I pushed a change draft for Issue #93, “Problems with regions”:
I will move its adoption at TC #17 on May 16th.
Although the discussion thread in the issue is long, we landed on a simple set of changes:
- Replace offset and length properties with charOffset, charLength, byteOffset, and byteLength.
- Add a statement that character-based properties are independent of the presence or absence of a BOM.
- Change the statement that surrogate pairs consist of two characters. They are one character, but some editors get it wrong.
That first bullet point greatly simplified the descriptions of the various properties and the relationships among them.
I suggest that you read Section 3.22, “Region object” in its entirety as if it were new. Reading with Simple Markup will help a lot.
Jim, there are a few comments in there pointing out where I addressed some of your other concerns.

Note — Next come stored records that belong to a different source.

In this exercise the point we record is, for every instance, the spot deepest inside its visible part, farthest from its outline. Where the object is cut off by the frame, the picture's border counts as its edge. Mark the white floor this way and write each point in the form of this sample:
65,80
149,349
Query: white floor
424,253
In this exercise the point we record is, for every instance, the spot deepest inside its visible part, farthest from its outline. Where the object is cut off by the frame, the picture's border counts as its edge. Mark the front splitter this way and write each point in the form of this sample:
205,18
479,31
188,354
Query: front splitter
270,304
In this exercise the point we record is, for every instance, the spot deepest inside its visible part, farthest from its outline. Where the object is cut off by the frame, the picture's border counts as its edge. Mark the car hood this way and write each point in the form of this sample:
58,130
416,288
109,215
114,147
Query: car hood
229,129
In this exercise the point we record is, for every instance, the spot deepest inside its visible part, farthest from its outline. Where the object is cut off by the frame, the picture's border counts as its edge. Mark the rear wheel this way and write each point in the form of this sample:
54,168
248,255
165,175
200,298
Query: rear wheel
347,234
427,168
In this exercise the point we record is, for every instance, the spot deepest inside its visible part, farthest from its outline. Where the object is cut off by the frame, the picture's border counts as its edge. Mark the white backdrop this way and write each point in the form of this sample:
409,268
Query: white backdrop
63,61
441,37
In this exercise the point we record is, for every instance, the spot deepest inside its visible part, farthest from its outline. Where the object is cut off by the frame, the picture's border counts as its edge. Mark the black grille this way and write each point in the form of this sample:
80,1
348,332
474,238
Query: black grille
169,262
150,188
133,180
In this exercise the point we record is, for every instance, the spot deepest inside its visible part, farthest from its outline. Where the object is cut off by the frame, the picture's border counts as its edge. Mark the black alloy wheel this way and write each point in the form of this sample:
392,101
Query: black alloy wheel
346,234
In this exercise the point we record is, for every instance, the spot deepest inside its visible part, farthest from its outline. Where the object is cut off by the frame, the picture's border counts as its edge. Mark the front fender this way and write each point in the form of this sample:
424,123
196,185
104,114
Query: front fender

There are still two open questions about this change:
- Do we have to say anything about the set of acceptable line break characters? Jim is concerned that producers and consumers might differ in their interpretation of the LS character (U+2028). Michael and I are skeptical that there’s anything SARIF can do about that, but the discussion continues. I opened a separate issue for this: Issue #169, “Decide how to handle uncommon line break characters.”
- Section 3.22 contained a paragraph suggesting how a consumer should guess a file’s encoding so that it could count lines and columns correctly. That was very old text, from before we introduced file.encoding and run.defaultFileEncoding. Should we remove that paragraph? Should we specify an encoding-determination procedure that includes both the new properties and the old guidance? I sent an email on that yesterday, which I will now forward to all of you.